Essa geração é ligada à tecnologia e já domina as trends virais da internet. O próximo passo é mostrar ao mercado de trabalho um novo modelo. Saem o lucro desenfreado e as rotinas exaustivas para dar vez à saúde mental e ao bem-estar. O que mais vai mudar?

Mas, primeiro, quem são os Baby Zoomers?

A definição de quando começa e termina uma geração nunca foi muito clara. Existem diversas listas e referências que podem ser divididas historicamente ou por conta de eventos globais. Porém, o Pew Research Center tem uma das linhas cronológicas mais adotadas. São elas:

  • Baby Boomers – Nascidos entre 1946 e 1964

Nascidos após a Segunda Guerra Mundial, as pessoas dessa geração viveram períodos de muita rigidez. Por isso, no mercado de trabalho, costumam ser mais disciplinadas e focadas, com valorização da família, da estabilidade financeira e da realização pessoal. Às vezes, permanecem a vida toda na mesma empresa.

  • Geração X – Nascidos entre 1965 e 1980

Essa geração vivenciou a Guerra Fria e foi influenciada por questões sociais, como o movimento hippie e a ascensão da luta pelos direitos políticos e humanos para todos. É a geração que passou a valorizar ainda mais a formação acadêmica e a capacitação profissional.

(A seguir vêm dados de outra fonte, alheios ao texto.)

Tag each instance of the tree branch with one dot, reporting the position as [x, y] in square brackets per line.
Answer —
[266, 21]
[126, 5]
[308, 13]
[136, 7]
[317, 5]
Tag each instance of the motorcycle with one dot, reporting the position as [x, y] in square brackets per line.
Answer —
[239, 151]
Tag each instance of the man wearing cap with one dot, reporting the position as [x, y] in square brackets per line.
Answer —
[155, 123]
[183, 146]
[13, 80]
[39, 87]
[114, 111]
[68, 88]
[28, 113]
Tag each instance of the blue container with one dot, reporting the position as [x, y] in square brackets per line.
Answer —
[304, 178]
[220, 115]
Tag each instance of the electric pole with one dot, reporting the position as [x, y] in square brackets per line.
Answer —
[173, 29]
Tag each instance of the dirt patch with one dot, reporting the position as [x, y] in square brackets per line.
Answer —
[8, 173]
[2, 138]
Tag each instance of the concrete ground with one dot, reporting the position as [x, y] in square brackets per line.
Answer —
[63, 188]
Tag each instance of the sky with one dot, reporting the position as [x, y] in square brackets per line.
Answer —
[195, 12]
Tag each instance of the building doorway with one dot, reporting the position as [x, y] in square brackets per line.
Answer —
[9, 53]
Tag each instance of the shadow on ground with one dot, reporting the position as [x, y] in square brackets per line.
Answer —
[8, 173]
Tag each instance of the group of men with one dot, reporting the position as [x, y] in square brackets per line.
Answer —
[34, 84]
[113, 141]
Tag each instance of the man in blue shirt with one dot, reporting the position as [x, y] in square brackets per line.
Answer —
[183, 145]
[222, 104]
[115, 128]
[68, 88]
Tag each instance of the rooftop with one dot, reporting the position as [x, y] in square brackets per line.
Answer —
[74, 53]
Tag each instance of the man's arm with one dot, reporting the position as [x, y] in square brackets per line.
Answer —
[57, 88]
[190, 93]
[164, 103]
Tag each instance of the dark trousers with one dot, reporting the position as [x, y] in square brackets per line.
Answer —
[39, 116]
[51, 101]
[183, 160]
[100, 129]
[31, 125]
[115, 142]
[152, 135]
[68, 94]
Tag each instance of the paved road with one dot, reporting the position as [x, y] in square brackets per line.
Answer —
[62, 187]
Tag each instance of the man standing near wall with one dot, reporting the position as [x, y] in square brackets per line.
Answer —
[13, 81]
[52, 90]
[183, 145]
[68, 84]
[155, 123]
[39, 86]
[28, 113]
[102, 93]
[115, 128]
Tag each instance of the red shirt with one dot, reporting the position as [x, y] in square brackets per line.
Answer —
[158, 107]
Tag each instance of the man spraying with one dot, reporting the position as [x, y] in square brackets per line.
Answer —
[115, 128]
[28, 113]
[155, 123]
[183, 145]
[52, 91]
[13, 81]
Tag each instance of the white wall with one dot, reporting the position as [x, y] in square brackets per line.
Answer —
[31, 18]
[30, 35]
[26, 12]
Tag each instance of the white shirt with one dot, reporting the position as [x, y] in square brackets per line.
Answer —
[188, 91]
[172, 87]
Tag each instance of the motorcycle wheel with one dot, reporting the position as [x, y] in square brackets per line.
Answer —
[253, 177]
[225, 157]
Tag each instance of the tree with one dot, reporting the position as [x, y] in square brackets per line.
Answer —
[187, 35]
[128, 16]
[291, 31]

  • Millennials – Nascidos entre 1981 e 1996

Também chamada de Geração Y, esse pessoal vivenciou a virada do milênio ainda na infância ou adolescência. Viu a ascensão tecnológica da internet e costuma estar ligado a questões criativas e sociais. Assim, valoriza menos o trabalho intenso e a estabilidade, dando atenção ao trabalho multitarefas, às questões tecnológicas e ao crescimento profissional acelerado.

  • Baby Zoomers – Nascidos entre 1997 e 2010

Também chamada de Geração Z e iGen, essa é a primeira geração que nasce completamente conectada. Eles são nativos digitais e, em grande parte, ingressaram no mercado de trabalho durante a pandemia, com o modelo remoto sendo parte fundamental de suas rotinas. Valorizam as questões sociais, ambientais e de identidade, além de buscarem oportunidades que tenham flexibilidade.

Empresas terão que se adaptar

A nova geração já está revolucionando o mercado de trabalho com a criação de profissões que nem sequer existiam há algum tempo. Uma pesquisa feita pela AWIN, com pais britânicos, mostrou que 17% das crianças pensam em ser um influenciador digital quando crescerem, enquanto 14% pretendem trabalhar como youtuber. Ambas as profissões só perdem para a carreira médica, que é escolha de 18% dos jovens entre 11 e 16 anos.

Por isso, as empresas precisarão se adaptar para criar um ambiente acolhedor para a nova geração. Além disso, a questão de gerações também pode gerar novos desafios para os profissionais de recursos humanos. Afinal, as empresas estarão com um quadro com características geracionais bem distintas.

Outra característica da Geração Z é que ela é muito adepta ao nomadismo digital. Dessa maneira, muitos dos profissionais buscarão oportunidades em que o home office seja padrão. Nesse sentido, criar uma cultura interna da empresa pode ser um desafio, bem como melhorar índices de retenção e engajamento desse pessoal.

A autonomia e a clareza do trabalho são características essenciais para conquistar a nova geração. Por fim, cada vez mais os valores defendidos pela empresa serão determinantes para os profissionais se candidatarem às vagas. Dessa maneira, a nova geração sabe que prestará serviço para as pessoas que pensam igual a ela em questões de diferentes naturezas.